The output size of ConvTranspose2d differs from the expected output size

In documentation, there are the code annotations as below.

input = autograd.Variable(torch.randn(1, 16, 12, 12))
downsample = nn.Conv2d(16, 16, 3, stride=2, padding=1)
upsample = nn.ConvTranspose2d(16, 16, 3, stride=2, padding=1)
h = downsample(input)
h.size()         # (1, 16, 6, 6)
output = upsample(h, output_size=input.size())
output.size()    # (1, 16, 12, 12)

However, the actual output.size() returns (1, 16, 11, 11). Is this normal? I think it should be (1, 16, 12, 12) because ConvTranspose2d is just opposite operation for Conv2d.

4 Likes

This is expected, and that’s why there is the output_size argument to ConvTranspose2d, that compensates for it.
As an example, suppose there is a convolution of stride 2 and kernel size 2. When applying it to a 4x4 image, the result is a 2x2 image. Now, if you apply the same convolution to a 5x5 image, the result will also be 2x2, so for a given Conv2d, two inputs map to the same output size.

5 Likes

ConvTranspose2d doesn’t have output_size argument, do you mean output_padding?
oh , I found output_size in source code

1 Like

So how to solve this problem?

There is output_size argument in nn.ConvTranspose2d.forward function. Just provide desired output shape during forward pass.

2 Likes

I find that ‘output_padding is provided to resolve this ambiguity by effectively increasing the calculated output shape on one side. Note that output_padding is only used to find output shape, but does not actually add zero-padding to output.’ in the official ducumentsconvtranspose2d.
So I think we can use ‘output_padding’ parameters to make output size same.
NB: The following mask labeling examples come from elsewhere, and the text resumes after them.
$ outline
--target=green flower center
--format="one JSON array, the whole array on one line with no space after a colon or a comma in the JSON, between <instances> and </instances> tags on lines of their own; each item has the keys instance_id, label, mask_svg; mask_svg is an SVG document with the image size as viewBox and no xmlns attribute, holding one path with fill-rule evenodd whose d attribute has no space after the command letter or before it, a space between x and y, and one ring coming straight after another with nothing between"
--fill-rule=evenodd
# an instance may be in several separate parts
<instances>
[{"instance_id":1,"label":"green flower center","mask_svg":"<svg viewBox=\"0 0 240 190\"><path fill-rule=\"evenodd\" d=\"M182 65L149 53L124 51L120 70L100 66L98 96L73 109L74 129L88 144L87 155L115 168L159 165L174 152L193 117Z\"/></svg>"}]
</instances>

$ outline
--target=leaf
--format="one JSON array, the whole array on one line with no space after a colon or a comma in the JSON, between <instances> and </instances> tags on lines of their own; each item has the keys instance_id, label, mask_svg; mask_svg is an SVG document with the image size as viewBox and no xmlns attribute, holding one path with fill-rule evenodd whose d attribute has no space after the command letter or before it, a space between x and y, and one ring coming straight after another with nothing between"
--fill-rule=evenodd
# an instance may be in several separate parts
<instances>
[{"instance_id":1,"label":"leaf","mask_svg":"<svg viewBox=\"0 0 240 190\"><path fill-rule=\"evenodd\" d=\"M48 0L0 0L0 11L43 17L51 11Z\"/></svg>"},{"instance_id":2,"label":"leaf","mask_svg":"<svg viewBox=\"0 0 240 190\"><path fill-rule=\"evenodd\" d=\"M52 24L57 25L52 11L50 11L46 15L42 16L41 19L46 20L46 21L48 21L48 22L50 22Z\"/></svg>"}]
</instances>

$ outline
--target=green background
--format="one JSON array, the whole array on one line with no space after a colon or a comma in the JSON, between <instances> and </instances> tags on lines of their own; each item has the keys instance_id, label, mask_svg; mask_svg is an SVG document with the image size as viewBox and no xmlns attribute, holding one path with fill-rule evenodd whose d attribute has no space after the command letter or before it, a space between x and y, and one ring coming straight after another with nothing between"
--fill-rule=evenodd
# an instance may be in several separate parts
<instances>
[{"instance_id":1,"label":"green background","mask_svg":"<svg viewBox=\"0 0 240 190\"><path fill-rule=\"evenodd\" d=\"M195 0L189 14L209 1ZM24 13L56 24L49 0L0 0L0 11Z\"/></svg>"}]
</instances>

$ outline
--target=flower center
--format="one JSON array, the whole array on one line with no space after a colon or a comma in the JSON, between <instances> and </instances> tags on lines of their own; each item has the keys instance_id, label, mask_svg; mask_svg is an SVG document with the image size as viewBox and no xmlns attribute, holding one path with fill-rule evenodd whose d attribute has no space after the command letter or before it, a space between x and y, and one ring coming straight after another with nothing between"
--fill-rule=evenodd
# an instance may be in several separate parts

@apaszke would you please answer my above question about the shape of weight tensor in transposed convolution?

It would be great to mention this in the docs of the nn.ConvTranspose2d object

Hello! does anyone know what to do when working with the functional version? f.conv_transpose2d does not have an output_size argument. I need to use the functional version since I am tying weights.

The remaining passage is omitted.